On June 2, President Obama will personally announce new Environmental Protection Agency regulations on existing power plants, which will be the policy centerpiece of his second term. Nobody knows how these rules will work or how ambitious they will be, and Bloomberg Businessweek reports today that “There’s disagreement even within the administration about what’s allowable under the Clean Air Act.”
The best way to think of the dilemma is keeping in mind the three things Obama wants his regulations to accomplish: He wants them to effectively reduce carbon pollution, he wants them not to cost consumers too much, and he wants to be sure they can survive legal challenge. The trouble is that he can only pick two of these. And the primary question weighing on administration regulators as they make their decision will be how to read the mind of Anthony Kennedy.
Start with a quick refresher on the basics. The Clean Air Act was passed in 1970. In 2007, the Supreme Court ordered the Environmental Protection Agency to regulate greenhouse gases under the Act. But since the most commonly used sections of the law would require extremely expensive changes, like getting rid of all coal plants, nobody had a serious plan to make this work. In 2012, the Natural Resources Defense Council came up with one: a regulatory scheme that would mandate that every state reduce its emissions.
Obama quickly began to look to implement versions of this plan. The NRDC plan is clever because it allows every state to find the most cost-effective way to meet its emissions targets — including, if they want, increasing renewable energy or encouraging consumers to use less electricity. It has all the market-based benefits of cap-and-trade, in other words. The risk is that — without delving into the legal weeds — it leans on defensible but untested applications of the Clean Air Act. If the Supreme Court decides to invalidate the plan, he’ll be left with nothing.
The alternatives would be either to write a weak regulation that barely reduces emissions, or to write an extremely strong regulation that imposes very high dislocation costs on states that rely heavily on coal-powered electricity. Both of those would use more established regulatory methods, and probably run less risk of being overturned. Effective, legally safe, and cheap — Obama has to pick two.
The legal risk can itself be boiled down to the risk that Anthony Kennedy, the Supreme Court’s swing justice, will overturn the regulations. A 2007 paper by Michael C. Blumm, a professor at Lewis & Clark law school, and Sherry L. Bosse summarized Kennedy’s history of rulings on environmental cases. Like everything else Kennedy-related, the answer is complicated, but the signs point more toward upholding than overturning. Kennedy, the paper concludes, “has shown an intolerance for elevating abstract philosophy over concrete justice.”
Since that paper came out seven years ago, Kennedy has made a number of new rulings. He had a prominent role in the Supreme Court case that authorized the EPA to regulate carbon dioxide, which might make him hesitant to slap down the agency for carrying out his ruling.
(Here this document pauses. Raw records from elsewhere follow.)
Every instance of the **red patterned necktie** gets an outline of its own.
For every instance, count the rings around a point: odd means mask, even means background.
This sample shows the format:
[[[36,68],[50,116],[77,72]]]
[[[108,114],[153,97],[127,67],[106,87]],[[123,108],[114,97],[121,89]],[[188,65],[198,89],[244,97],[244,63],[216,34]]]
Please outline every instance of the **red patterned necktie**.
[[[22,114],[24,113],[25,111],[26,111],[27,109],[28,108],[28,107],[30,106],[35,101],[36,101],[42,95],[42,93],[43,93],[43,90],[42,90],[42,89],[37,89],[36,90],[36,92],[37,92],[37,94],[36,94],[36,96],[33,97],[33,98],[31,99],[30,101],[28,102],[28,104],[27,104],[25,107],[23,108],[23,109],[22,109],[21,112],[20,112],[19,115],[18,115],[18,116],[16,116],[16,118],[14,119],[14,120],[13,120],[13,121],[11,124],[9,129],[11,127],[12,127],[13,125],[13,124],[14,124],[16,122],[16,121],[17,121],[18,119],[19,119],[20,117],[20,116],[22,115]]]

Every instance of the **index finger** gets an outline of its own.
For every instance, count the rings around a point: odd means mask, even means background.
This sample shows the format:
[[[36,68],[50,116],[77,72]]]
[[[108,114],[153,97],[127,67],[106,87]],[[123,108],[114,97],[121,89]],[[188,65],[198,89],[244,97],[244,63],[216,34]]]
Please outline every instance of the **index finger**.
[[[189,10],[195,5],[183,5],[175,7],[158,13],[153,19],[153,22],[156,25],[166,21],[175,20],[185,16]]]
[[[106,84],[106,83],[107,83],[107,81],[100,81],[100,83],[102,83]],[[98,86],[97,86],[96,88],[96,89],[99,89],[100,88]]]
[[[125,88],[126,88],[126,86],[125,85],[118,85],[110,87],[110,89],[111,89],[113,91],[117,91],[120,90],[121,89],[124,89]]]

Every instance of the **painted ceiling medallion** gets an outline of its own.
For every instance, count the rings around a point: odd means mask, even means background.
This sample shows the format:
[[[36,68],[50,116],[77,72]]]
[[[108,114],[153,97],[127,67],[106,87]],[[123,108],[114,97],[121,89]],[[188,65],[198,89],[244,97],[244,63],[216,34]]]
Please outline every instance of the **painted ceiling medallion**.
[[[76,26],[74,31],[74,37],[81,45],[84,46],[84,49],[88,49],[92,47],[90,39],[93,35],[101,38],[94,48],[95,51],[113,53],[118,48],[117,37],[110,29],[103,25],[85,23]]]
He has continued to display a preference for regulations that meet his own sense of practicality.
“He likes balancing, he likes fact-based decision making,” Blumm tells me. Kennedy’s apparent preference for practicality over legal theory would seem to weigh on the side of Obama designing a plan that works best as policy. No doubt the administration’s lawyers have devoted countless hours to delving into the science of Kennedy-ology. The mysterious workings of the mind of Anthony Kennedy have perplexed a generation of legal scholars. In this case, the outcome may literally determine the fate of the world.